La Limitation de l’Alternatif au Détroit d’Ormuz pour le Transport du Pétrole
La Situation Actuelle
El bloque del estrecho de Ormuz, el cual normalmente canaliza el 20% de la demanda mundial de petróleo, ha impulsado a los países de la región a buscar alternativas para exportar su crudo. Este estrecho, clave para la economía global, se encuentra actualmente bajo una presión significativa debido a la guerra en Medio Oriente.
Opciones de Exportación Limitadas
Según la Agencia Internacional de Energía (AIE), Arabia Saudita y los Emiratos Árabes Unidos pueden desviar parte de su producción hacia terminales fuera del Golfo. Sin embargo, las rutas alternativas no son suficientes para compensar las pérdidas que se han visto en el estrecho de Ormuz. A pesar de los esfuerzos, estas alternativas todavía manejan volúmenes muy por debajo de los habituales, según la empresa de análisis Kpler.
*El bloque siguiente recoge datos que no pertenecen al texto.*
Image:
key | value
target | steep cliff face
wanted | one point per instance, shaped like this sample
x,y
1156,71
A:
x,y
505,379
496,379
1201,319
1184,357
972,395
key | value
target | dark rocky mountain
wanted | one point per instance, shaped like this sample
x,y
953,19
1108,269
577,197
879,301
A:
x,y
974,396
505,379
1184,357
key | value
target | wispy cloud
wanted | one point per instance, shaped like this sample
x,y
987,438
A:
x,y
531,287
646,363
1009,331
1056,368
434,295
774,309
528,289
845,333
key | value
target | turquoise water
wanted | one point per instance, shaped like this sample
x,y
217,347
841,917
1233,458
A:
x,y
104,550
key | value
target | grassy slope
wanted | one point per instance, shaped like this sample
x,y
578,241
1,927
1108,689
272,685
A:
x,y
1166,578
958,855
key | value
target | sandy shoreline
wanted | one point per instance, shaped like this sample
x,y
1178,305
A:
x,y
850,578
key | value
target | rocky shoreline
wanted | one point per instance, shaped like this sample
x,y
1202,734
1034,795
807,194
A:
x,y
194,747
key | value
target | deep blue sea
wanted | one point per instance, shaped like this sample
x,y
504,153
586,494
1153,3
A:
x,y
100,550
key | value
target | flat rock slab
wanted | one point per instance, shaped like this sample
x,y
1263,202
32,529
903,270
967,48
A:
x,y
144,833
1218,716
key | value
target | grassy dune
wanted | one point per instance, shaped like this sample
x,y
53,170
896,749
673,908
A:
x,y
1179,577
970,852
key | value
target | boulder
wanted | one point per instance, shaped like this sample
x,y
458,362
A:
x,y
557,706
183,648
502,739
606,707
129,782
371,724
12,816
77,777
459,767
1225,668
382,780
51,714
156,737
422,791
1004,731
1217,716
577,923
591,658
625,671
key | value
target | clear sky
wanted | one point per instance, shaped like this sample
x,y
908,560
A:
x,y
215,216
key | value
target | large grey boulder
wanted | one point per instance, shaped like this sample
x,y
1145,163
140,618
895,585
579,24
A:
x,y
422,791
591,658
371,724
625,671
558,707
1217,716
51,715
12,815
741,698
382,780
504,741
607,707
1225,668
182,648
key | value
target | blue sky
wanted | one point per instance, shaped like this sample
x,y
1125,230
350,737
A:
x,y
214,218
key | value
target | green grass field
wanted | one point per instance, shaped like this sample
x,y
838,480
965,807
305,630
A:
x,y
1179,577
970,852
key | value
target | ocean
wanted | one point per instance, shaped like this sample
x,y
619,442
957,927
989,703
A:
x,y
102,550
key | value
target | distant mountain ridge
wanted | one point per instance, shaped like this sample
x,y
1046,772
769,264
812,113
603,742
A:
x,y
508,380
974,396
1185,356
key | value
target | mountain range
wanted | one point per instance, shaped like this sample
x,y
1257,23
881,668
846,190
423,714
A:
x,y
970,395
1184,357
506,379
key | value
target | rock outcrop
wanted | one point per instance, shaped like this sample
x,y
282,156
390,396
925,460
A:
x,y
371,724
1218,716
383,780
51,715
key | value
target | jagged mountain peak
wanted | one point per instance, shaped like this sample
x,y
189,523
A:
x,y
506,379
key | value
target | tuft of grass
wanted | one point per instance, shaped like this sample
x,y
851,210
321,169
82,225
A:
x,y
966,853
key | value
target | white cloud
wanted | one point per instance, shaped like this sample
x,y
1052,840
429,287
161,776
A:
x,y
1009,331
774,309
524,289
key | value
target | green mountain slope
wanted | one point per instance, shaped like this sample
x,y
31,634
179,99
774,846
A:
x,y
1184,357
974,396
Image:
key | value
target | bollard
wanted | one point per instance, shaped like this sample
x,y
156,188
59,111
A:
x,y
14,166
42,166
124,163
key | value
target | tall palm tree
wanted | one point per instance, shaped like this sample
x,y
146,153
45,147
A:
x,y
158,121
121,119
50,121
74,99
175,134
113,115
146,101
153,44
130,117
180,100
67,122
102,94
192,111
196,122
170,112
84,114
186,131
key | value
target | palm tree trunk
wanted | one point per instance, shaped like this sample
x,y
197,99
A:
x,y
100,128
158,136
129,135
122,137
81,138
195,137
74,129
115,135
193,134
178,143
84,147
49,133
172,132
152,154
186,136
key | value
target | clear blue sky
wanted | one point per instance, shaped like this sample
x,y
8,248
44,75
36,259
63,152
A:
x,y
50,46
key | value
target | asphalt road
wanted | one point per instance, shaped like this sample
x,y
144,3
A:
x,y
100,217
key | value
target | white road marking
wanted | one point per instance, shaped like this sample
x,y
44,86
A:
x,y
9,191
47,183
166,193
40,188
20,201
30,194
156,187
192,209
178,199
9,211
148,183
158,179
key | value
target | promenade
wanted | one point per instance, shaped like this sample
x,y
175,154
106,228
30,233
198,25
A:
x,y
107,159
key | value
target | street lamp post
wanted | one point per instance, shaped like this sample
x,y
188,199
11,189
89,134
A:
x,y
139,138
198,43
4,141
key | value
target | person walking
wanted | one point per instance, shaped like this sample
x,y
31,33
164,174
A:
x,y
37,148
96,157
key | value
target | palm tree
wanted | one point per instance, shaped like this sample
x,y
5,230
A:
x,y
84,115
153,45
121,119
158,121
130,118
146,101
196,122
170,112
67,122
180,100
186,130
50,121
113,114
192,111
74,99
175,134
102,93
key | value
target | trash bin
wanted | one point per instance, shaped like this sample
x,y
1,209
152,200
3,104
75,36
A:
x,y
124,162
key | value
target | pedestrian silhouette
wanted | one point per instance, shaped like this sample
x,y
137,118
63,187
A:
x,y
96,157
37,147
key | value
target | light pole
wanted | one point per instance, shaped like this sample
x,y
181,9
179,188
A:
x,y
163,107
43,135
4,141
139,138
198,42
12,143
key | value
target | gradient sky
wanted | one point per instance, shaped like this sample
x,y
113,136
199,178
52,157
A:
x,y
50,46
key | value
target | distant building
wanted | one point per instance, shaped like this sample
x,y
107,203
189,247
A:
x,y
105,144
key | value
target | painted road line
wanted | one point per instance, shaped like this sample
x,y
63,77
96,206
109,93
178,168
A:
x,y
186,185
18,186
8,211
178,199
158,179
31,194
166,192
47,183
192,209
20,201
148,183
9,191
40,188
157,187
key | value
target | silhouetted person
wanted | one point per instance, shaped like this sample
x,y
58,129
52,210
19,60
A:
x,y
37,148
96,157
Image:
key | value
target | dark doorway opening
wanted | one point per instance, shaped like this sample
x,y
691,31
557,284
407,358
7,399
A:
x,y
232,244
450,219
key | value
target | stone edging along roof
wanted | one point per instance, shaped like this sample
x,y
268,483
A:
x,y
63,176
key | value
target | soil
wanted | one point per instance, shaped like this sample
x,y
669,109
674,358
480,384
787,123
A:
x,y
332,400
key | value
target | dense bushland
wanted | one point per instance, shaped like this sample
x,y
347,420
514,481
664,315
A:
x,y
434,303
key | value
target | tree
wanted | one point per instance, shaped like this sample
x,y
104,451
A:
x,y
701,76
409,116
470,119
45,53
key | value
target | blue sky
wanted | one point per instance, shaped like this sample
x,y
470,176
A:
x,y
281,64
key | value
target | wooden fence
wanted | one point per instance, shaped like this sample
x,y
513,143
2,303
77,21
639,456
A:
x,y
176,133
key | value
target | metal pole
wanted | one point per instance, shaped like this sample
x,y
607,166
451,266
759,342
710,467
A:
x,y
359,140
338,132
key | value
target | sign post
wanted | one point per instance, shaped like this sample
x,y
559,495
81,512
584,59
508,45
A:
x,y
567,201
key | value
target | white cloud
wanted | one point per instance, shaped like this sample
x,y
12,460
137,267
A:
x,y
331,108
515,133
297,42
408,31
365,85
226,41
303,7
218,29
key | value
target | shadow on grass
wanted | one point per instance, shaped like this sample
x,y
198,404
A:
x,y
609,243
Desafíos de las Rutas Emergentes
Actualmente, se estima que alrededor de 350 petroleros están varados en el estrecho, lo que ha hecho que solo 80 barcos hayan logrado pasar desde el inicio del conflicto. Antes de la guerra, cerca de 20 millones de barriles por día (mb/j) transitaban por esta vía, principalmente hacia mercados en Asia como China, India, Corea del Sur y Japón.
Uso de Oleoductos
Los oleoductos ofrecen una solución parcial para algunos países. Por ejemplo, Arabia Saudita cuenta con un oleoducto que conecta Abqaiq con el puerto de Yanbu en el Mar Rojo. Este ha permitido lograr un récord de exportaciones de 5.9 mb/j, aunque su capacidad total es de 7 mb/j. Por su parte, los Emiratos Árabes Unidos utilizan el puerto de Fujairah, pero las cantidades que pueden manejar son limitadas (de 1.5 mb/j a 1.8 mb/j).
Riesgos Asociados
A pesar de estas medidas, los ataques iraníes con drones y misiles son una constante amenaza que pone en riesgo la operatividad de estas rutas. Además, otros oleoductos, como el Irak-Turquía, están actualmente detenidos por razones de seguridad debido a ataques en los campos petroleros.
Otras Alternativas y Consideraciones
En países como Kazajistán y Azerbaiyán, la capacidad de exportación también está restringida. El oleoducto Bakú-Tiflis-Ceyhan, que también ha sido blanco de ataques, resalta la fragilidad de las infraestructuras energéticas en la región.
Los exportadores rusos, por otro lado, enfrentan sus propios desafíos, donde las infraestructuras han sido atacadas, aunque se ha visto un ligero levantamiento de las restricciones impuestas por Estados Unidos.
Rutas Comerciales Más Largas
Con la inestabilidad en el Medio Oriente, los refinadores asiáticos podrían verse obligados a buscar fuentes de petróleo más lejanas, como el Atlántico, incluyendo Estados Unidos y América Latina. Sin embargo, estas alternativas son menos eficientes, dado que requieren más tiempo y recursos en un mercado que ya opera con limitaciones.
Conclusión
El futuro del transporte de petróleo en Medio Oriente se enfrenta a numerosos obstáculos, muchos de los cuales parecen insuperables en el corto plazo. La reanudación del tráfico en el estrecho de Ormuz no se prevé a corto plazo, lo que podría llevar a un incremento sostenido en los precios del petróleo. La guerra, por tanto, no solo afecta a la geopolítica de la región, sino que también tiene un impacto directo en la economía global, dejando a los países consumidores en una posición vulnerable.